Tina Keserovic ist Tochter eines Moslems, Flüchtlingsaktivistin und Deutschlands meistgebuchtes Double der Rechtsterroristin Beate Zschäpe. Wir haben sie besucht und mit ihr über Zschäpe und den NSU gesprochen.

Gestern Abend war ein Stück trauriger deutscher Zeitgeschichte an den Münchner Kammerspielen zu sehen – auch bayerischer Zeitgeschichte: „Das Erbe – eine Assoziation zum NSU“ heißt das Stück von von Olga Bach, Ersan Mondtag und Florian Seufert. Zur Erinnerung: Der Nationalsozialistische Untergrund hat zehn migrantische Kleinunternehmer in deutschen Großstädten ermordet. Auch in München hat das Terrortrio zweimal zugeschlagen. Tina Keserovic, die Hauptdarstellerin des Theaterstücks kann aussehen wie Beate Zschäpe. Deshalb ist sie in letzter Zeit auch eine sehr gefragte Schauspielerin. Wenn sie nicht gerade in ihrer Wahlheimat Kroatien lebt und arbeitet, spielt sie in Deutschland die Zschäpe. Tobias Krone hat mit ihr ein Interview an einem der zwei Münchner NSU-Tatorte geführt, vor einem Laden in der Bad Schachener Straße, in der die Terroristen den türkischstämmigen Gemüsehändler Habil Kilic umgebracht haben.

Du hast ja hier um die Ecke mal gewohnt, oder?

Tina Keserovic: Ja, ich hab hier um die Ecke gewohnt. Und es ist ja auch etwas, was mich immer wieder wundert, weil ich nachdem ich in München gelebt habe, nach Jena gekommen bin und in der Nähe dieser Polizeistation gewohnt habe, wo Beate Zschäpe sich ergeben hat. Und jetzt komme ich nach München und probe in München ein NSU-Stück. Es sind natürlich alles Zufälle aber…manchmal beobachtet man die Zufälle und denkt sich: Oh nein, was soll das denn heißen.

2011, als du am Theaterhaus Jena angefangen hast, bist du ja auf eine ziemlich hemdsärmelige Art auf diese Ähnlichkeit mit Beate Zschäpe gestoßen worden.

Unser Dramaturg ist auf mich zugekommen und erzählte mir, dass er neulich bei der Bäckerin war, und diese ihm ganz begeistert erzählt hatte, dass sie am Tag davor in der Schneekönigin war – und da hab ich die kleine Gerda gespielt. Und dann hat sie gesagt: Ah, ihre kleine Gerda, die sieht ja aus wie die Beate. Ich wusste überhaupt nicht genau, wer Beate Zschäpe ist und was sie getan hat. Durch diesen Anstoß habe ich mich erst angefangen zu interessieren, wer diese Person überhaupt ist.
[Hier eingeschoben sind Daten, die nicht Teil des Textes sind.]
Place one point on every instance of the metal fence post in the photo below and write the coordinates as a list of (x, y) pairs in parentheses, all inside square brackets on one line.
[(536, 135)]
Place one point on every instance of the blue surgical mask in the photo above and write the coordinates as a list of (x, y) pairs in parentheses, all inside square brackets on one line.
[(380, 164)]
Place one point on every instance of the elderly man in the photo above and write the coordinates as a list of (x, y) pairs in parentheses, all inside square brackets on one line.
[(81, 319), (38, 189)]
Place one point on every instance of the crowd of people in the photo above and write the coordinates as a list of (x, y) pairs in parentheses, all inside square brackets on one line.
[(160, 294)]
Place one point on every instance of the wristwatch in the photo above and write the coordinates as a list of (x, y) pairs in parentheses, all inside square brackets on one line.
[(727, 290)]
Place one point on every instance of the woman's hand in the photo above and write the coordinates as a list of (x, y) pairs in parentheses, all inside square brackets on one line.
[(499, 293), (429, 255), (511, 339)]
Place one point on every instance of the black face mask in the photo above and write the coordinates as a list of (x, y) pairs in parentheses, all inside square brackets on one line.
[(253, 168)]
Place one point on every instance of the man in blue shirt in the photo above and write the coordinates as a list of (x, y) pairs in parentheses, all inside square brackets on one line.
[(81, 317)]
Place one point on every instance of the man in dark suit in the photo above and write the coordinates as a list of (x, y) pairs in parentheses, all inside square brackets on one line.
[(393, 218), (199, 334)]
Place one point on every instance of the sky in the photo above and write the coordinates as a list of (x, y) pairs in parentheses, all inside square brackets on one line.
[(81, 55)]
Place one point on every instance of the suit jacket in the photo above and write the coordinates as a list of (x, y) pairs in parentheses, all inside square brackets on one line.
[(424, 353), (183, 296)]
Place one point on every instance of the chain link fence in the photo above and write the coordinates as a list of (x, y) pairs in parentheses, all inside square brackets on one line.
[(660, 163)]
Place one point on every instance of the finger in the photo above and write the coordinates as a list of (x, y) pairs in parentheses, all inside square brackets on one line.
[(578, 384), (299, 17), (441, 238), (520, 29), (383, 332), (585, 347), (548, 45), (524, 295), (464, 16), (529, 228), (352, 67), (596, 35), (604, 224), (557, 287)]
Nachdem du geoutet wurdest von der Frau beim Bäcker, wie ging es weiter mit dir und dieser Zschäpe-Rolle?

Angefangen hat es tatsächlich mit der Beate Zschäpe in der Antilopen-Gang, im Antilopen-Gang-Video. Und seitdem werde ich von überall angefragt. Und alles, was ich in Deutschland mache, ist diese Rolle. Ich bin quasi das gefragteste Beate-Zschäpe-Double… Oh mein Gott!
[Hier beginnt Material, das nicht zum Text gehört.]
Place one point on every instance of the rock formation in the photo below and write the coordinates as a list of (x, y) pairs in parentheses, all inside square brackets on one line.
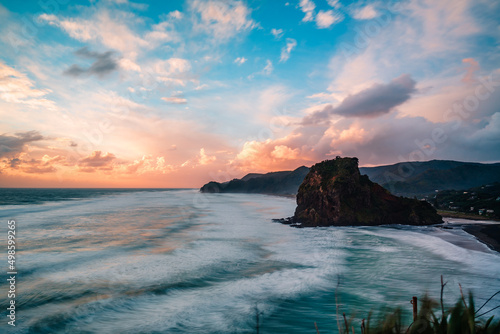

Es war dem Regisseur dieses Clips ein Anliegen zu zeigen, dass Beate Zschäpe nicht irgendein Monster ist, das im Geheimen irgendwas macht, sondern einfach dieses einfache Leben vor sich hinlebt. Und sie so auch ein Teil dieser Gesellschaft ist. Und da sitzt sie halt mit ihren Freundinnen und guckt Fußball.

Es ging ja dann auch weiter mit Satire, und zwar auf dem Youtube-Kanal Schlecky Silberstein. Das war ein Sketch, wo das NSU-Trio in so einer Art Sitcom beim Frühstück zusammensitzt. Da ist Beate Zschäpe ja durchaus näher an diesem Terror dran.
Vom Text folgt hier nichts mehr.